Pasal kesejahteraan prajurit yang masuk di dalam UU TNI kami beri label sebagai ”Pasal Munir” untuk menghormati kegigihan almarhum membela para prajurit TNI. Aktivitas Munir dalam membahas RUU Pertahanan Negara dan RUU TNI bukan kemauan pribadi semata, melainkan dilegalkan dengan surat tugas sebagai anggota tim perumus yang dikeluarkan oleh Menteri Pertahanan melalui Biro Hukum Departemen Pertahanan RI.

Perjuangan Munir adalah agar negeri yang kita cintai ini menjadi negeri yang beradab dan dihormati bangsa-bangsa di dunia. Kami memang menentang aktivitas intelijen hitam yang melakukan penculikan, penghilangan, atau pembunuhan terhadap WNI sebagai sesama anak bangsa. Peran positif intelijen akan terasa jika aparatnya ”dapat mencegah terjadinya pendadakan strategis, seperti serangan terorisme atau invasi dari luar, tanpa orang mendengar jatuhnya jarum di malam yang sunyi”.

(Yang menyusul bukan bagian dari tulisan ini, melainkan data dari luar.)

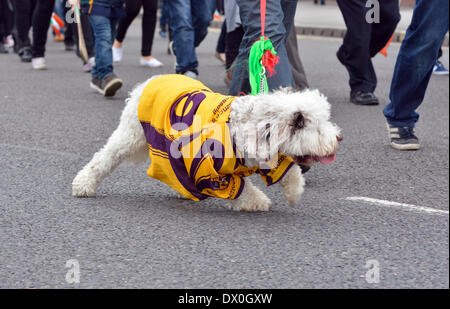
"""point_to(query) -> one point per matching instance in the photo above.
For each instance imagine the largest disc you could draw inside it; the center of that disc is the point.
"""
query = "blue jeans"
(415, 61)
(104, 30)
(279, 17)
(189, 21)
(164, 19)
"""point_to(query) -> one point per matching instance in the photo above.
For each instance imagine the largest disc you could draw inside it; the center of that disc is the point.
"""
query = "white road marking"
(408, 207)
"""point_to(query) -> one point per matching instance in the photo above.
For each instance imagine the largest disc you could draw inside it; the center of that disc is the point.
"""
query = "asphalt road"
(137, 234)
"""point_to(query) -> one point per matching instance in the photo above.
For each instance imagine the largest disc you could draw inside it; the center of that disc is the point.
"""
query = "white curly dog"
(303, 133)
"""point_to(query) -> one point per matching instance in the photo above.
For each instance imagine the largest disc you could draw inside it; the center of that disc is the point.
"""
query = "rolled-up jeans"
(104, 30)
(279, 17)
(415, 61)
(189, 21)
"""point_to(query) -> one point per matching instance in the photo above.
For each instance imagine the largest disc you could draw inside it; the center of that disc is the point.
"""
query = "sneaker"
(439, 69)
(363, 98)
(25, 54)
(403, 138)
(111, 84)
(117, 54)
(9, 42)
(190, 74)
(39, 63)
(87, 67)
(96, 84)
(221, 57)
(70, 47)
(58, 38)
(170, 49)
(152, 63)
(3, 49)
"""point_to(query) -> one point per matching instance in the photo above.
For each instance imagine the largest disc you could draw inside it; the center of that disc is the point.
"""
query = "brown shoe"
(111, 84)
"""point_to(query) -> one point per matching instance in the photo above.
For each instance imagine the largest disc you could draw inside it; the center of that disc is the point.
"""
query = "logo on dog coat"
(189, 140)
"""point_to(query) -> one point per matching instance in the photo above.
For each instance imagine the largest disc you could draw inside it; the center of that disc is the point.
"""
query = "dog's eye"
(299, 120)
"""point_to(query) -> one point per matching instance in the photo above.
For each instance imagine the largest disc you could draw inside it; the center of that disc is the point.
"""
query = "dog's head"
(294, 123)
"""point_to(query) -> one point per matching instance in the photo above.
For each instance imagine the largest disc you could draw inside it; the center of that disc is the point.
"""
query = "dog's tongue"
(326, 160)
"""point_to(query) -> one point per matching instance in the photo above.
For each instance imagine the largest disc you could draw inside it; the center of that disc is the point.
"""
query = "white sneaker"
(153, 63)
(190, 74)
(39, 63)
(117, 54)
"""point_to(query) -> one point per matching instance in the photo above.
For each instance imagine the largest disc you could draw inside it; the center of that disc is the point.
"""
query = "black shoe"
(304, 168)
(3, 49)
(25, 54)
(403, 138)
(111, 84)
(70, 47)
(363, 98)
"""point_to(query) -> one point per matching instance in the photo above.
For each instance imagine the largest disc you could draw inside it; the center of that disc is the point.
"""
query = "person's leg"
(101, 27)
(233, 41)
(41, 23)
(164, 19)
(183, 35)
(415, 61)
(220, 47)
(354, 53)
(132, 7)
(2, 23)
(202, 14)
(383, 31)
(298, 72)
(148, 26)
(22, 20)
(70, 38)
(275, 31)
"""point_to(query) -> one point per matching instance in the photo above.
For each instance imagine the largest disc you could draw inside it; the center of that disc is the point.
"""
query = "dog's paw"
(82, 187)
(259, 202)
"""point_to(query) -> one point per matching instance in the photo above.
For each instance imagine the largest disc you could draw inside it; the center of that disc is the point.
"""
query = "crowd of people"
(185, 22)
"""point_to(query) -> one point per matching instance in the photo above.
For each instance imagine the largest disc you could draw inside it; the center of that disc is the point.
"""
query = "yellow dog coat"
(190, 146)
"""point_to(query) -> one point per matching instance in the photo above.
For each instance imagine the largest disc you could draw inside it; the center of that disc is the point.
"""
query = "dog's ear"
(299, 121)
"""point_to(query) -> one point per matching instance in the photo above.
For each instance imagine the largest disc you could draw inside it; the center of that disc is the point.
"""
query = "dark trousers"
(298, 72)
(6, 19)
(36, 14)
(233, 40)
(364, 40)
(220, 48)
(416, 60)
(148, 22)
(71, 36)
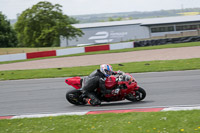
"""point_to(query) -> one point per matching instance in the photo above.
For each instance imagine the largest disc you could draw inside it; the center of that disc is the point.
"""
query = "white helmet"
(106, 69)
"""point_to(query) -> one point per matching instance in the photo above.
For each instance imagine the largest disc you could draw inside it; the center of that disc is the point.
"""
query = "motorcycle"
(125, 83)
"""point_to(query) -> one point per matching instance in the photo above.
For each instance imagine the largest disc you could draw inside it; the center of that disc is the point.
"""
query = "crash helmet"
(106, 69)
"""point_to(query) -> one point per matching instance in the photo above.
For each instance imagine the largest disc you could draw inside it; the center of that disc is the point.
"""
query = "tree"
(43, 24)
(8, 36)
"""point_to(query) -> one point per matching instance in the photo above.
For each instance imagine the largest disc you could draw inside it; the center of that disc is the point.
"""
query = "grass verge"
(132, 67)
(118, 51)
(136, 122)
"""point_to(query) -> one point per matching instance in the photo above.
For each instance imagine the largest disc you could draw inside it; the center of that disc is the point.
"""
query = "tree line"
(38, 26)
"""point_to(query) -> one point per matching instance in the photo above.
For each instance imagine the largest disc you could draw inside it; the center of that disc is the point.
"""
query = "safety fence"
(68, 51)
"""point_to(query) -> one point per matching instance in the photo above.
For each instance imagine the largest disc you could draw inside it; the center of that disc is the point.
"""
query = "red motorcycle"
(126, 83)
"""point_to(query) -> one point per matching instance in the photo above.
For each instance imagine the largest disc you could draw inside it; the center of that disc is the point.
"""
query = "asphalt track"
(43, 96)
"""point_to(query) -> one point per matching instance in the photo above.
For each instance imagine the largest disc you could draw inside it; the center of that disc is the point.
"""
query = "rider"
(97, 80)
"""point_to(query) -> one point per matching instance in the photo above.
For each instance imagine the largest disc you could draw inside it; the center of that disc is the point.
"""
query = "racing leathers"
(95, 80)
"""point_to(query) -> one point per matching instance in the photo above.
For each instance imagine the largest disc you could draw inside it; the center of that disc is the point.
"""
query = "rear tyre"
(140, 94)
(74, 97)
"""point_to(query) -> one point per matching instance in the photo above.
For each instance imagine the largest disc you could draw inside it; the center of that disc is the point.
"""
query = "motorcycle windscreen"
(110, 82)
(74, 82)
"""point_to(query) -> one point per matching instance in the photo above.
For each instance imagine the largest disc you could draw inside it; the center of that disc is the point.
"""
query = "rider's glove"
(120, 72)
(115, 91)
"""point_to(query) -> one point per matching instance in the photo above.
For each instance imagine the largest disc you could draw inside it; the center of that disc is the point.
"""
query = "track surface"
(36, 96)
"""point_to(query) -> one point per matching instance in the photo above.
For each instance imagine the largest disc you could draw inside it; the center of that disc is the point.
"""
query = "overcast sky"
(79, 7)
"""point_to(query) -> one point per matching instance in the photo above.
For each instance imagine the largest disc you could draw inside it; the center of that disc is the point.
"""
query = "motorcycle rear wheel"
(140, 95)
(73, 96)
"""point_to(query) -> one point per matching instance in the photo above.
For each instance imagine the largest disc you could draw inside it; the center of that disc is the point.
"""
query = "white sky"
(79, 7)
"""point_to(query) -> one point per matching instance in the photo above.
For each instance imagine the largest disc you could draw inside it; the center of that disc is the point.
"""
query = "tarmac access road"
(44, 96)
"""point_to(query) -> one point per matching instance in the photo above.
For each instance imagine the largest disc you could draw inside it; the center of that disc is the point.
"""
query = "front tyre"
(140, 94)
(73, 97)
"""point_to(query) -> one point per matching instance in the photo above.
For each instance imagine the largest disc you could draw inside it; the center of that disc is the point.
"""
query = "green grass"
(118, 51)
(132, 67)
(136, 122)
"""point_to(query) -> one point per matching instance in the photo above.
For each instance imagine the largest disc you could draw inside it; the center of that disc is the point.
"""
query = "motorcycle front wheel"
(73, 96)
(141, 93)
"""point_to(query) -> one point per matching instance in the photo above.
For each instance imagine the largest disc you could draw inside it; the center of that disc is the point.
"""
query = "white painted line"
(48, 115)
(181, 108)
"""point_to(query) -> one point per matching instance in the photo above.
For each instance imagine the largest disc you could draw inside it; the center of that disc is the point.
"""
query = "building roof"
(144, 22)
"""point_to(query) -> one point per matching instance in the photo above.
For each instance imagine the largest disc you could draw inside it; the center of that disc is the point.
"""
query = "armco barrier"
(12, 57)
(121, 45)
(41, 54)
(69, 51)
(97, 48)
(167, 41)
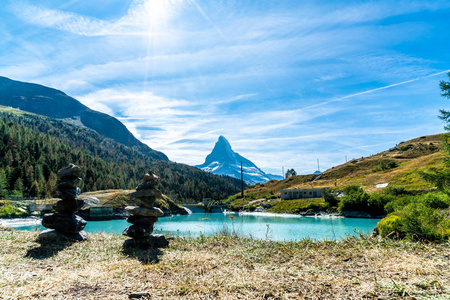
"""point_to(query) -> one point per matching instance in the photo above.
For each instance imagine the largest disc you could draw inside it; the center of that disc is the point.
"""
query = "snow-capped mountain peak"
(224, 161)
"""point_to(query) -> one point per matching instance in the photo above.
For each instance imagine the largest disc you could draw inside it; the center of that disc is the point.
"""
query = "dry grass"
(223, 267)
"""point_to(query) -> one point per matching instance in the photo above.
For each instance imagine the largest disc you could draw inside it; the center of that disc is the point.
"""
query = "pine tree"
(442, 178)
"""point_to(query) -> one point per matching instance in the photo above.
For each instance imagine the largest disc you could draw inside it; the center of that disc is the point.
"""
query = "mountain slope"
(398, 166)
(53, 103)
(224, 161)
(33, 148)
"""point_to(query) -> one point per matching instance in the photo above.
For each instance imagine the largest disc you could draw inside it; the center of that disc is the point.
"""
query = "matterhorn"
(224, 161)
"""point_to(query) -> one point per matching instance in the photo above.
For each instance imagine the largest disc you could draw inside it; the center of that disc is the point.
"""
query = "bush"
(421, 219)
(12, 210)
(377, 202)
(391, 224)
(355, 198)
(330, 197)
(395, 190)
(436, 200)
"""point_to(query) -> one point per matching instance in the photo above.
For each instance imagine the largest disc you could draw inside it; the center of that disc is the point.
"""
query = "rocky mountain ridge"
(56, 104)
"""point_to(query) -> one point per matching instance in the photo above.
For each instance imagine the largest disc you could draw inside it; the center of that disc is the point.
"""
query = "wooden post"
(242, 182)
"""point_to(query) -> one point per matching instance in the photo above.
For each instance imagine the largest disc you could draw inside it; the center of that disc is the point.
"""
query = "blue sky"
(286, 82)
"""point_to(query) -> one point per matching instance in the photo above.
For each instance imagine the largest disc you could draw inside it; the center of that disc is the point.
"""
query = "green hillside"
(33, 148)
(398, 166)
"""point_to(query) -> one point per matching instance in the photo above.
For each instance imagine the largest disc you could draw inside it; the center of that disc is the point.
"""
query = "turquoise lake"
(262, 226)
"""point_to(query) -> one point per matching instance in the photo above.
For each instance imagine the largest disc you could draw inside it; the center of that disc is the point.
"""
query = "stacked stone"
(144, 215)
(65, 224)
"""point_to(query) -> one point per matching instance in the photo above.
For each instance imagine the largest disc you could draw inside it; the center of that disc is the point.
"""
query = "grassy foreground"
(223, 266)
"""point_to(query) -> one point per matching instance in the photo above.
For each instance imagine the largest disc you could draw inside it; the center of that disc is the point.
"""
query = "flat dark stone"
(64, 194)
(64, 223)
(141, 220)
(69, 206)
(138, 231)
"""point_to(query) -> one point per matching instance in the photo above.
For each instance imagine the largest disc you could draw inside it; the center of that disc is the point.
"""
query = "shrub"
(395, 190)
(377, 202)
(12, 210)
(391, 224)
(330, 197)
(436, 200)
(418, 221)
(355, 198)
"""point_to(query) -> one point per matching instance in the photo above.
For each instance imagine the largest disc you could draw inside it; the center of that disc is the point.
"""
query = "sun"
(157, 13)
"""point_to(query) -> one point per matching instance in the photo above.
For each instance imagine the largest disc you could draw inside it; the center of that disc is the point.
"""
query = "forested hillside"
(33, 148)
(54, 103)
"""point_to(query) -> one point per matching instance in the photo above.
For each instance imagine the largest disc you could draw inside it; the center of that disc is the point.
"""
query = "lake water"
(263, 226)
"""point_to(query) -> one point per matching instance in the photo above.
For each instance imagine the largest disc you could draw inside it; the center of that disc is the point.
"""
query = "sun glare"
(157, 13)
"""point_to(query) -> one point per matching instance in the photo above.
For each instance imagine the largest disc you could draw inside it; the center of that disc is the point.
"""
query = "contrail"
(377, 89)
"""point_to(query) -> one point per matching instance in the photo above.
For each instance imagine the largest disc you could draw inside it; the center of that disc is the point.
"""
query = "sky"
(286, 82)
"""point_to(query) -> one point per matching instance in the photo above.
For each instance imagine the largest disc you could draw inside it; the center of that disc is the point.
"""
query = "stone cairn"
(65, 224)
(144, 215)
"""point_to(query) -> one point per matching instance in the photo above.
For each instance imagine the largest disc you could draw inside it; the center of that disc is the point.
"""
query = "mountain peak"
(224, 161)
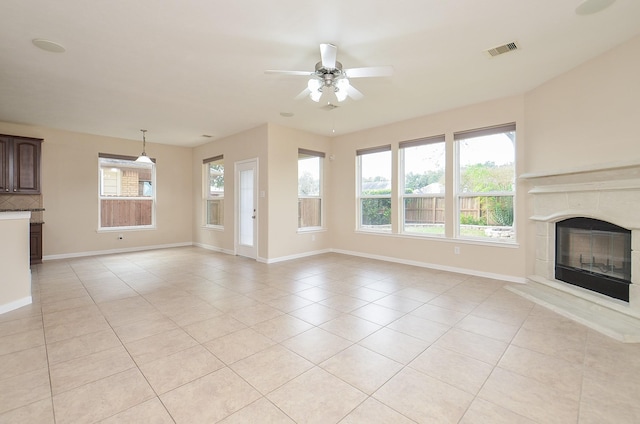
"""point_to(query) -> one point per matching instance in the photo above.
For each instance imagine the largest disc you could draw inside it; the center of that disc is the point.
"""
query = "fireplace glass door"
(595, 255)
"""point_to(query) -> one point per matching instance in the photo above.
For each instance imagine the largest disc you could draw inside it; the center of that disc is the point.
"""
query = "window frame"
(101, 197)
(206, 192)
(459, 195)
(306, 153)
(403, 196)
(360, 153)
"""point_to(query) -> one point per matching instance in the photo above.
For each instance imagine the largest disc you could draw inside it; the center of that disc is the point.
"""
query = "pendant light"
(143, 157)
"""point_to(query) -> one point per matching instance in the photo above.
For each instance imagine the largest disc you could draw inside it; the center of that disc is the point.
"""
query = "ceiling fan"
(330, 76)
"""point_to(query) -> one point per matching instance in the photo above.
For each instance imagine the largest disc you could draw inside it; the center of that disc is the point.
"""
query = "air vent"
(505, 48)
(329, 107)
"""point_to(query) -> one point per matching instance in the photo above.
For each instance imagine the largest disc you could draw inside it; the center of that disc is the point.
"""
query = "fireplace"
(586, 262)
(595, 255)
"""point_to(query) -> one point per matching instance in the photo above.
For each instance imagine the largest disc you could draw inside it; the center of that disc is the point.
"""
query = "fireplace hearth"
(587, 246)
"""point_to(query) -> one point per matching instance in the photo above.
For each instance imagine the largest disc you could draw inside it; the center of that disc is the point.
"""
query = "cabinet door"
(4, 164)
(26, 166)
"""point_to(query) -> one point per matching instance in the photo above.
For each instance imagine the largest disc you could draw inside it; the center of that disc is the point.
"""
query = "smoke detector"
(505, 48)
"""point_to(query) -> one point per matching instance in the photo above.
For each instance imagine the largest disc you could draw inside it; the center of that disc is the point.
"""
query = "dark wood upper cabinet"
(19, 165)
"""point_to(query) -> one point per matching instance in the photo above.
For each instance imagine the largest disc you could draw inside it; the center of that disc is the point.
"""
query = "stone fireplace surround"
(610, 193)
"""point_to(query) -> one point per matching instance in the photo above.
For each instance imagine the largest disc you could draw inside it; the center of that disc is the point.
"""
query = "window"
(309, 189)
(422, 193)
(374, 188)
(126, 193)
(213, 191)
(485, 186)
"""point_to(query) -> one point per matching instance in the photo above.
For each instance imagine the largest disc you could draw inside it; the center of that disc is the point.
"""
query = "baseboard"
(214, 248)
(19, 303)
(296, 256)
(113, 251)
(473, 272)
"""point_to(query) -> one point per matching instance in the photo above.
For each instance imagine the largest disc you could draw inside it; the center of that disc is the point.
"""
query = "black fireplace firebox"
(595, 255)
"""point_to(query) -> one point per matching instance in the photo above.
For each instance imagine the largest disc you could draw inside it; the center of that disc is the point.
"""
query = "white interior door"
(247, 209)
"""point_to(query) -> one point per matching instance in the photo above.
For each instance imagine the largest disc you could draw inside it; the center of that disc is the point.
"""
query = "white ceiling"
(184, 68)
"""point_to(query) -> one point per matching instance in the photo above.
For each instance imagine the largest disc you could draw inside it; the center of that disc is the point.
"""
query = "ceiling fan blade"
(328, 54)
(354, 93)
(372, 71)
(304, 93)
(301, 73)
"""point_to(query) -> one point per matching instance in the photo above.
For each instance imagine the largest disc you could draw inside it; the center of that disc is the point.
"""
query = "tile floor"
(190, 336)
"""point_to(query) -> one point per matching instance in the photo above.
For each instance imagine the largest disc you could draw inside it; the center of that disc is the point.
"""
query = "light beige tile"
(377, 314)
(458, 370)
(483, 412)
(174, 370)
(82, 345)
(554, 372)
(419, 328)
(423, 398)
(78, 328)
(373, 412)
(315, 314)
(103, 398)
(569, 347)
(316, 397)
(529, 398)
(159, 345)
(271, 368)
(21, 341)
(213, 328)
(255, 314)
(399, 303)
(476, 346)
(316, 344)
(144, 328)
(487, 327)
(395, 345)
(24, 389)
(454, 303)
(151, 411)
(260, 411)
(19, 325)
(343, 303)
(282, 327)
(40, 412)
(362, 368)
(23, 361)
(350, 327)
(209, 399)
(86, 369)
(236, 346)
(438, 314)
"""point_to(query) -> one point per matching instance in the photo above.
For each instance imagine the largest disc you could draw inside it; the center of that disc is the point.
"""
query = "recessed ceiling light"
(48, 45)
(589, 7)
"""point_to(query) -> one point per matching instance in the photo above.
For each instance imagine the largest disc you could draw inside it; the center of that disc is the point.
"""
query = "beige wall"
(483, 259)
(251, 144)
(284, 239)
(70, 192)
(15, 277)
(587, 116)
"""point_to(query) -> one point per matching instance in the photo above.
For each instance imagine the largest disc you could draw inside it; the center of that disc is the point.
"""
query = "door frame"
(244, 250)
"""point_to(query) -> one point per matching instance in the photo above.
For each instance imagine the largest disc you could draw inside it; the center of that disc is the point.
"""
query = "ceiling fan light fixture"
(143, 158)
(315, 89)
(342, 89)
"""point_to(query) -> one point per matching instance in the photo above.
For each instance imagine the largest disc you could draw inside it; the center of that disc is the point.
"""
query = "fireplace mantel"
(609, 192)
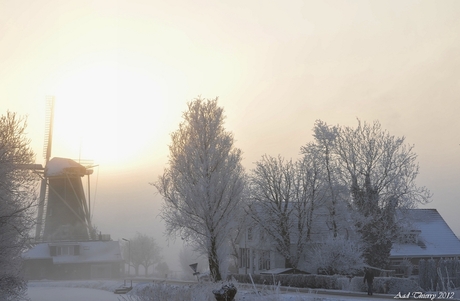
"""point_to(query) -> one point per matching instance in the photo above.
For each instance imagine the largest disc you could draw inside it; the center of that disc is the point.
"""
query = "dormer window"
(410, 237)
(64, 250)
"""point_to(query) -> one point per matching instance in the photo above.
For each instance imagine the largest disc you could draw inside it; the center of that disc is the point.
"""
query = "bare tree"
(337, 194)
(142, 250)
(284, 197)
(17, 198)
(203, 185)
(380, 171)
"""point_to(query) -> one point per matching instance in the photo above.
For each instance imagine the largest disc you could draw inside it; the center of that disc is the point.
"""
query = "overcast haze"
(123, 71)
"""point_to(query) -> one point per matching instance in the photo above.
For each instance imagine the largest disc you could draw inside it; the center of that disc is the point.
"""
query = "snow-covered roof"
(435, 238)
(279, 271)
(61, 166)
(90, 251)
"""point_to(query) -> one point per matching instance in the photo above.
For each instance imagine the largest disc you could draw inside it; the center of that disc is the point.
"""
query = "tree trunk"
(214, 262)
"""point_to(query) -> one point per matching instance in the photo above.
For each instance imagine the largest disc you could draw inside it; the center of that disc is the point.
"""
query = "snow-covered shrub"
(422, 274)
(407, 267)
(336, 255)
(431, 274)
(293, 280)
(385, 285)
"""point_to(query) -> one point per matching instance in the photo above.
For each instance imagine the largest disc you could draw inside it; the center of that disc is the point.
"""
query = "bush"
(294, 280)
(337, 255)
(385, 285)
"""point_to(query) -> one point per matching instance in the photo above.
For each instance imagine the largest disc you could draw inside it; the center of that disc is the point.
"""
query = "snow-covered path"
(69, 294)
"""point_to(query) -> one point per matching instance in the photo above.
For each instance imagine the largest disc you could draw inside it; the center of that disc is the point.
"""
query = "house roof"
(435, 238)
(90, 252)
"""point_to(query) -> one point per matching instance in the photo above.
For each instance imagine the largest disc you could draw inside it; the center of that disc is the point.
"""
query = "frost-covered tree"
(283, 198)
(380, 171)
(142, 250)
(202, 187)
(336, 193)
(17, 198)
(336, 255)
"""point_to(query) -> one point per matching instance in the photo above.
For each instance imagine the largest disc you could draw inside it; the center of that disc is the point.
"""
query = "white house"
(427, 236)
(74, 260)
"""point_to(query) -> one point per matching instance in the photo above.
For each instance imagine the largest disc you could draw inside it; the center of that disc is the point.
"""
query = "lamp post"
(129, 253)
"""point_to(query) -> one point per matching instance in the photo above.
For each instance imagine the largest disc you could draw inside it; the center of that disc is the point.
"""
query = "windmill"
(63, 213)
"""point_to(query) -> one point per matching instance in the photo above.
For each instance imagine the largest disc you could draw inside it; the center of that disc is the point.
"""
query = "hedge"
(386, 285)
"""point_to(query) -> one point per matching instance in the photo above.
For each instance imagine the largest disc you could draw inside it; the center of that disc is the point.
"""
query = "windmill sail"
(47, 155)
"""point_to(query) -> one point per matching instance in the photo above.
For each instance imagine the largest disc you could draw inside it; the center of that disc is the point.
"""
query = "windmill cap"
(58, 167)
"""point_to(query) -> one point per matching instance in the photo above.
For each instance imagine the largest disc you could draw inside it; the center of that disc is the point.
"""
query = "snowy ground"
(103, 291)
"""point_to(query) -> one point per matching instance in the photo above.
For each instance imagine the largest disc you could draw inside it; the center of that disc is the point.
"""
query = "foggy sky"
(123, 71)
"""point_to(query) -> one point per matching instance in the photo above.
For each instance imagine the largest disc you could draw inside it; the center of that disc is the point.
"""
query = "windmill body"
(66, 245)
(67, 215)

Kestabilan politik dan keamanan negara serta persatuan bangsa tidak dapat diciptakan melalui ”politik ketakutan” atau ”integrasi dengan paksaan”, melainkan dengan keadilan sosial, pemerataan, dan penegakan HAM. Dalam kaitan itu Munir termasuk salah seorang anak bangsa yang mendambakan agar aparat TNI, Polri, dan intelijen bekerja secara profesional, dididik dan dilatih, dilengkapi peralatan dan persenjataannya, serta diperhatikan kesejahteraannya. Itulah sumbangsih Munir bagi negeri yang amat dia dan kita cintai bersama, Indonesia.(*)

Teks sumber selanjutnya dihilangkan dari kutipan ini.